In 2005, I was pregnant with my first child. At that time, Babci was living in her apartment building 2 hours away and the sole person who used to take her grocery shopping and visit her and keep her company (my uncle) was dying of cancer. At that time, we asked babci if she would consider moving to the town we lived in and she said yes. The housing market was HOT and I knew it. There was limited inventory and we finally found a dump of a house to buy at a reasonable price and closed on my baby’s due date. We bought it for $135K and put about $20K into it so far. The house next door which is the exact same house, sold for $99K (granted it was a father to son transaction, but it still affected my property value). My house had the potential to be underwater. It would have been even more underwater if I bought a $200K house which is what most of the lower end homes were going for around here.
Why not defaulting worked for us
Even though the house could be called a bad investment, here are the reasons why I think it’s not:
- Babci wanted a garden – and there are very few rental options which either have the space or landlord’s permission to allow a tenant dig up their yard.

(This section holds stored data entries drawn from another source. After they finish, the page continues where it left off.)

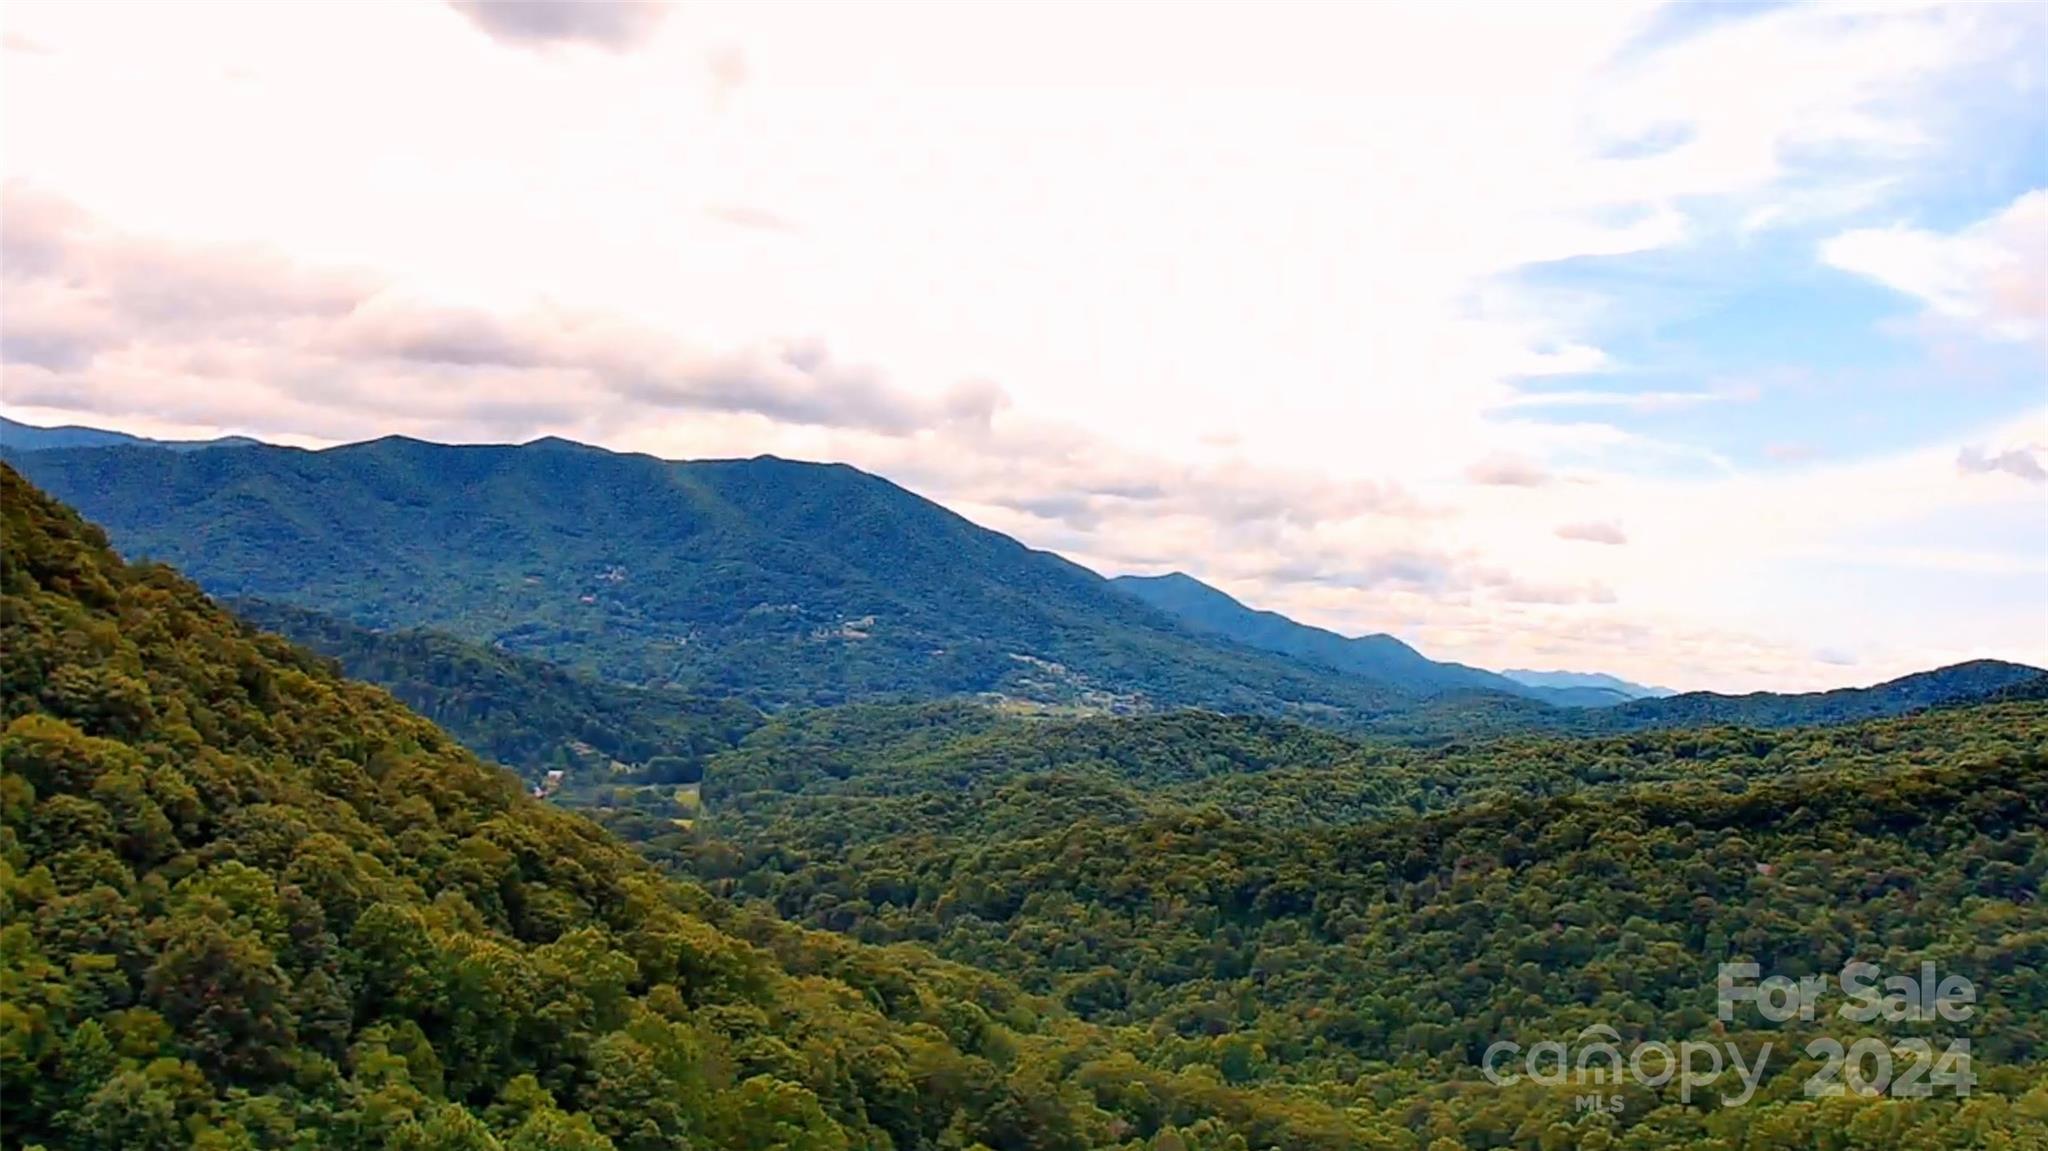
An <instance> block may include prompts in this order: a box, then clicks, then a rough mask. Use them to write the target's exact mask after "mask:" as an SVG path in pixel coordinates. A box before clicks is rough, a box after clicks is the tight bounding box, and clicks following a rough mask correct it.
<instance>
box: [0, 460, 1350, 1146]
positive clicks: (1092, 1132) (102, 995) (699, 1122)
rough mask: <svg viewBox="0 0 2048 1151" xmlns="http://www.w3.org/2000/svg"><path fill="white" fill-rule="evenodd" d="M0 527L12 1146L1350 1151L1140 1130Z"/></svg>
mask: <svg viewBox="0 0 2048 1151" xmlns="http://www.w3.org/2000/svg"><path fill="white" fill-rule="evenodd" d="M0 506H4V547H0V590H4V598H0V651H4V657H0V686H4V721H6V727H4V733H0V762H4V774H0V993H4V997H0V1096H4V1108H0V1143H4V1145H6V1147H29V1145H43V1147H51V1149H55V1147H78V1149H92V1151H117V1149H119V1151H158V1149H164V1151H168V1149H180V1147H217V1149H287V1147H289V1149H295V1151H301V1149H303V1151H313V1149H358V1147H365V1149H391V1151H426V1149H434V1151H440V1149H449V1151H455V1149H465V1151H487V1149H496V1147H504V1149H508V1151H541V1149H551V1151H569V1149H578V1151H600V1149H618V1151H682V1149H713V1147H725V1149H735V1151H737V1149H750V1151H754V1149H762V1151H768V1149H784V1151H797V1149H803V1151H831V1149H852V1147H868V1149H901V1151H907V1149H915V1147H975V1145H985V1147H991V1149H1040V1147H1042V1149H1081V1147H1108V1145H1133V1147H1149V1145H1151V1143H1153V1141H1157V1139H1165V1141H1167V1143H1165V1145H1184V1147H1225V1145H1233V1147H1241V1145H1245V1141H1247V1139H1249V1143H1251V1145H1268V1143H1272V1145H1284V1147H1343V1145H1352V1135H1350V1126H1348V1120H1346V1118H1343V1114H1341V1112H1339V1110H1337V1106H1333V1104H1329V1102H1321V1100H1315V1098H1307V1096H1303V1094H1298V1092H1243V1090H1233V1088H1229V1085H1225V1083H1221V1081H1219V1079H1217V1077H1214V1075H1202V1073H1182V1071H1171V1069H1145V1071H1143V1073H1141V1079H1143V1081H1145V1083H1149V1088H1147V1092H1145V1096H1143V1100H1139V1098H1126V1096H1128V1092H1130V1083H1133V1079H1130V1077H1128V1075H1124V1073H1122V1069H1124V1067H1137V1063H1135V1057H1133V1055H1130V1053H1128V1051H1126V1049H1122V1047H1120V1045H1118V1040H1116V1038H1114V1036H1112V1034H1108V1032H1102V1030H1096V1028H1087V1026H1081V1024H1073V1022H1067V1020H1063V1018H1061V1016H1059V1014H1057V1012H1049V1010H1044V1008H1042V1006H1038V1004H1034V1001H1032V999H1030V997H1026V995H1020V993H1016V991H1014V989H1012V987H1008V985H1006V983H1001V981H997V979H989V977H983V975H979V973H973V971H967V969H961V967H952V965H946V963H938V961H934V958H930V956H928V954H924V952H920V950H907V948H895V950H874V948H864V946H856V944H850V942H846V940H840V938H836V936H825V934H815V932H799V930H791V928H786V926H780V924H776V922H772V920H766V918H760V915H754V913H739V911H733V909H731V907H727V905H723V903H719V901H715V899H711V897H707V895H705V893H702V891H698V889H692V887H686V885H680V883H676V881H672V879H666V877H662V875H659V872H655V870H653V868H651V866H649V864H645V862H641V860H639V858H637V856H635V854H633V852H631V850H629V848H625V846H623V844H618V842H616V840H610V838H608V836H604V834H602V832H600V829H598V827H596V825H592V823H590V821H586V819H584V817H578V815H571V813H565V811H559V809H553V807H549V805H543V803H537V801H532V799H528V797H526V795H524V791H522V788H520V786H518V780H516V778H512V776H510V774H506V772H502V770H500V768H494V766H487V764H481V762H479V760H475V758H473V756H471V754H467V752H463V750H461V748H459V745H457V743H455V741H453V739H451V737H449V735H444V733H442V731H440V729H436V727H432V725H430V723H426V721H422V719H418V717H416V715H412V713H408V711H406V709H403V707H399V705H397V702H395V700H393V698H391V696H389V694H385V692H381V690H377V688H369V686H362V684H356V682H350V680H342V678H340V676H336V674H334V670H332V666H330V664H328V662H326V659H322V657H317V655H311V653H305V651H301V649H297V647H291V645H289V643H287V641H283V639H276V637H270V635H262V633H256V631H252V629H248V627H246V625H240V623H238V621H233V616H229V614H225V612H223V610H219V608H217V606H213V604H211V602H209V600H207V598H205V596H203V594H201V592H199V590H197V588H193V586H190V584H186V582H184V580H182V578H178V575H176V573H172V571H170V569H166V567H152V565H145V567H127V565H123V563H121V561H119V559H117V557H115V555H113V553H111V551H109V549H106V545H104V537H100V532H98V530H96V528H90V526H86V524H84V522H80V520H78V518H76V516H74V514H70V512H68V510H63V508H59V506H55V504H51V502H47V500H43V498H41V496H39V494H37V492H33V489H31V487H29V485H27V483H23V481H20V479H18V475H16V473H14V471H12V469H6V467H0ZM1182 1128H1186V1135H1184V1133H1182ZM1233 1137H1235V1139H1237V1143H1229V1139H1233Z"/></svg>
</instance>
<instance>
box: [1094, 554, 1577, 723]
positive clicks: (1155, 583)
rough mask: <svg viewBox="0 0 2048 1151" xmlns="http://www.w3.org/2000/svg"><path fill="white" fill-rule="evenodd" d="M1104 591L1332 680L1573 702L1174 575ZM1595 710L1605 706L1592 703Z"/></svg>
mask: <svg viewBox="0 0 2048 1151" xmlns="http://www.w3.org/2000/svg"><path fill="white" fill-rule="evenodd" d="M1110 584H1114V586H1116V588H1118V590H1122V592H1128V594H1130V596H1137V598H1139V600H1145V602H1147V604H1151V606H1155V608H1159V610H1163V612H1167V614H1171V616H1176V619H1180V621H1182V623H1186V625H1190V627H1194V629H1200V631H1210V633H1217V635H1223V637H1229V639H1235V641H1237V643H1243V645H1247V647H1260V649H1264V651H1280V653H1284V655H1294V657H1298V659H1307V662H1311V664H1321V666H1325V668H1331V670H1335V672H1346V674H1352V676H1366V678H1378V680H1386V682H1395V684H1401V686H1407V688H1411V690H1417V692H1423V694H1427V692H1442V690H1456V688H1485V690H1497V692H1507V694H1526V696H1530V698H1546V702H1563V700H1571V702H1577V700H1579V698H1581V696H1577V694H1573V692H1556V694H1554V696H1552V694H1550V692H1546V690H1544V688H1530V686H1526V684H1518V682H1516V680H1509V678H1505V676H1497V674H1493V672H1483V670H1479V668H1466V666H1464V664H1440V662H1436V659H1430V657H1427V655H1423V653H1421V651H1415V649H1413V647H1409V645H1407V643H1401V641H1399V639H1395V637H1391V635H1358V637H1348V635H1337V633H1333V631H1325V629H1321V627H1309V625H1303V623H1294V621H1290V619H1288V616H1284V614H1280V612H1268V610H1255V608H1247V606H1245V604H1241V602H1237V600H1235V598H1231V596H1229V594H1225V592H1219V590H1217V588H1210V586H1208V584H1202V582H1200V580H1196V578H1192V575H1186V573H1182V571H1169V573H1165V575H1118V578H1114V580H1110ZM1599 702H1612V700H1610V698H1606V696H1599Z"/></svg>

- We bought a cheap house – Even if it lost 1/4 of it’s value, it’s still not a ton of money relative to some other horror stories out there. It’s a much different story to say your $400K house is now worth $300K vs saying my $135K house is now worth $100K
- Rent vs Buy still works in our favor. Remember back before the housing crash when people said renting is throwing away money? Well for us, it still was. The mortgage loan on this house was $635/month. Renting a 4 bedroom house would easily have been $1000/month and even if she just lived in a 2 bedroom, those still run about $800/month. She’s been there 7 years, so that’s $67,000 in rent that we haven’t paid out of pocket. Even with the lost home value, we are still ahead of the game. (Would I have bought a house in Boston or the Bay area at this time? Hell no).
- Buying is more stable – with renting, you don’t know when your rent will be increased or by how much. You don’t know if your owner will sell and if you have to move unexpectedly.
- Building Equity – I’m old fashioned and so is Babci and a tangible asset is something we both feel good about. This house was paid off in 2011. Even though we will lose on paper, when we sell this property, the equity will be all upside. Forget return on investment for a minute. The best way to build wealth is to save money. One of my favorite ways to save is through real estate. Don’t forget, the stock market lost 1/3 of it’s value too at one point and the world is still evangelizing about the merits of “long term ROI.” How come it’s okay to think long term about a stock but no longer for a house? For me, I saved at a much greater intensity when I was paying off a house vs building a stock portfolio. One excites me, the other does not. I still do both to diversify my risk but I actually “like” investing in real estate.
Buying a house is not a short term decision. Before defaulting, do a little more math. It may not be as bad as you think. So where are you parked on this subject?